Mob Testing (inspired by Mob Programming)


Testers & QA's,

There is something interesting that we might want to try. I came across an upcoming agile practice called Mob Programming. In gist, this takes pair programming to next level by coding as a team. The idea is simple that you can write the best code when one person is actually typing the code and rest of the team is providing inputs. This has helped teams deliver builds without bugs. If you think, you are developing, unit testing, reviewing and testing the code all-at-once. How cool is that?

Read about it @ http://mobprogramming.org/mob-programming-basics/

Driver/Navigators

We follow a “Driver/Navigator” style of work, which I originally learned from Llewellyn Falco as a pair programming technique. Llewellyn’s approach is different from any other I have been shown, have seen, or have read about (and I think he invented it or evolved into it.)
In this “Driver/Navigator” pattern, the Navigator is doing the thinking about the direction we want to go, and then verbally describes and discusses the next steps of what the code must do. The Driver is translating the spoken English into code. In other words, all code written goes from the brain and mouth of the Navigator through the ears and hands of the Driver into the computer. If that doesn’t make sense, we’ll probably try to do a video about that or a more complete description sometime soon.
In our use of this pattern, there is one Driver, and the rest of the team joins in as Navigators and Researchers. One important benefit is that we are communicating and discussing our design to everyone on the team. Everyone stays involved and informed.
The main work is Navigators “thinking , describing, discussing, and steering” what we are designing/developing. The coding done by the Driver is simply the mechanics of getting actual code into the computer. The Driver is also often involved in the discussions, but her main job is to translate the ideas into code. Of course, being great at writing code is important and useful – as well as knowing the languages, IDE and tools, etc. – but the real work of software development is the problem solving, not the typing.
If the Driver is not highly skilled, the rest of the team will help by guiding the Driver in how to create the code – we often suggest things like keyboard short-cuts, language features, Clean Code practices, etc.  This is a learning opportunity for the Driver, and we transfer knowledge quickly througout the team which quickly improves everyones coding skills.

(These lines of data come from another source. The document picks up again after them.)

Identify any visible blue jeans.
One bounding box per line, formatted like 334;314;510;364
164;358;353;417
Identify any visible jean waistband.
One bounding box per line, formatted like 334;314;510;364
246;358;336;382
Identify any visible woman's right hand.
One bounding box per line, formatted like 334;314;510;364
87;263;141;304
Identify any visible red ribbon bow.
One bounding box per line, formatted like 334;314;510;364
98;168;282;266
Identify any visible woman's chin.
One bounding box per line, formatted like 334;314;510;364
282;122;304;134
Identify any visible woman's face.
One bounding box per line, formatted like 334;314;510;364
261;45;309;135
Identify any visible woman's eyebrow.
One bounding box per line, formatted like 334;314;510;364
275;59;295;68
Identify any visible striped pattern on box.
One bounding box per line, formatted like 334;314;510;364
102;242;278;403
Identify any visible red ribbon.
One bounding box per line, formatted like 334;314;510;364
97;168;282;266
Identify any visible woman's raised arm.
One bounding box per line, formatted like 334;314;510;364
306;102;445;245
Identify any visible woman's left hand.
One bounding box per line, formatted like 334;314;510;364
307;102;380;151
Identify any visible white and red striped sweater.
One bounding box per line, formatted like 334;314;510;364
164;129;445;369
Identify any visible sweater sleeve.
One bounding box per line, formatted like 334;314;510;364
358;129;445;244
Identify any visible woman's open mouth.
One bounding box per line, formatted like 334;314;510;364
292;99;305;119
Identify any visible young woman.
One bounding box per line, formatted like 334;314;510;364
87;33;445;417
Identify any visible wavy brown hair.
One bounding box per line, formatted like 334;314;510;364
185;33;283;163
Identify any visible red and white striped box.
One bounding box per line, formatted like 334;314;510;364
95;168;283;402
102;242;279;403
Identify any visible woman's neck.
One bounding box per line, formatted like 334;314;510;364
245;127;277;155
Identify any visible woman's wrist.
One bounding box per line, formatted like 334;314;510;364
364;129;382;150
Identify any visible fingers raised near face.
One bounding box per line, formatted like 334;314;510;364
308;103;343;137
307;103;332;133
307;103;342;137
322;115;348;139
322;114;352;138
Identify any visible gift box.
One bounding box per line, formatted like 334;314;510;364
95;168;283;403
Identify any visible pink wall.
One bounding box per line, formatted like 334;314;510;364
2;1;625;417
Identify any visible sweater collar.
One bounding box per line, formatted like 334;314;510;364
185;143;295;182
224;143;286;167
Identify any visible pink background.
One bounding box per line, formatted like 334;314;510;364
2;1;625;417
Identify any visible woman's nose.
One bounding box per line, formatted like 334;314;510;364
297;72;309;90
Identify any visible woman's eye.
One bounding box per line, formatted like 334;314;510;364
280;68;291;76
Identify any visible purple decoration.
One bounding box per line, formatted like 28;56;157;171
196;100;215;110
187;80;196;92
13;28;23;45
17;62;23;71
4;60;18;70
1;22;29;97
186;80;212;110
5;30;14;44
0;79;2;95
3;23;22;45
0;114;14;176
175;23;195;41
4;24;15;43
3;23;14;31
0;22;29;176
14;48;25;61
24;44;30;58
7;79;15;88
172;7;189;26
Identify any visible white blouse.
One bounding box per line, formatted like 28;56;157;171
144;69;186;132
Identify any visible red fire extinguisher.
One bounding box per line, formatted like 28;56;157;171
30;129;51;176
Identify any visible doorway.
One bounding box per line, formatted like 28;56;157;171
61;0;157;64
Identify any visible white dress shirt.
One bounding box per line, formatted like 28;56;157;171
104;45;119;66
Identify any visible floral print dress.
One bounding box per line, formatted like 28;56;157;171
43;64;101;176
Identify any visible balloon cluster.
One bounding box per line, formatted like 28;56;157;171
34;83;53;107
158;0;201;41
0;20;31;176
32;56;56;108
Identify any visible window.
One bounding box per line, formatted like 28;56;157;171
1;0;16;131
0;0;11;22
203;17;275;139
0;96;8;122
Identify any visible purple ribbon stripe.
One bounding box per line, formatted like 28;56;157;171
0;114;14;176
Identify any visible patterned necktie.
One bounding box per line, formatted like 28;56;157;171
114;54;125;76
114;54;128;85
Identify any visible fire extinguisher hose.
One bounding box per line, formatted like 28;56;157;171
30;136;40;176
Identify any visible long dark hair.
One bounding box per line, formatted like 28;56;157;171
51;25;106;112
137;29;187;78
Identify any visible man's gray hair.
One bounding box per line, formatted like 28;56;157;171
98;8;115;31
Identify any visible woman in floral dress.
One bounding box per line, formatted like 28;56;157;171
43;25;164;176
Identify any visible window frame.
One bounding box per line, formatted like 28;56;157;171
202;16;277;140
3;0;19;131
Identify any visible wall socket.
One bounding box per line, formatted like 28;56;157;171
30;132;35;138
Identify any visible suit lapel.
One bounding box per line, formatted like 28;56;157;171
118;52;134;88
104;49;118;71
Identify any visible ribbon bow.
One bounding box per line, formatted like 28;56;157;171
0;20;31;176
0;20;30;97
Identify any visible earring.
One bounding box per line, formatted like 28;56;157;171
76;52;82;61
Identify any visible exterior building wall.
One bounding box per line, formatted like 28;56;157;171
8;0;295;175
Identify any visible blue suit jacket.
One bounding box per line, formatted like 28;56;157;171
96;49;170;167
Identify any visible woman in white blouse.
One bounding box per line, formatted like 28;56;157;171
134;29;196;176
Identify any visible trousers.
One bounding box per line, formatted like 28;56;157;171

I would suggest that if we apply the same to testing how productive it can be. I know exploratory testing is cool but what would be even better is that the entire test team gets into a room and one person takes the responsibility of "driver"- he will follow the instructions of the team and document/execute the test cases. Rest of the team will play "navigators" and suggest scenarios and different test condition. This will be a great demonstration of collective IQ and things like mails, meetings, triage calls can be eliminated to reduce unproductivity.

Let me know your thoughts and if you find this interesting, we can pilot this in one of your projects and evangelize it.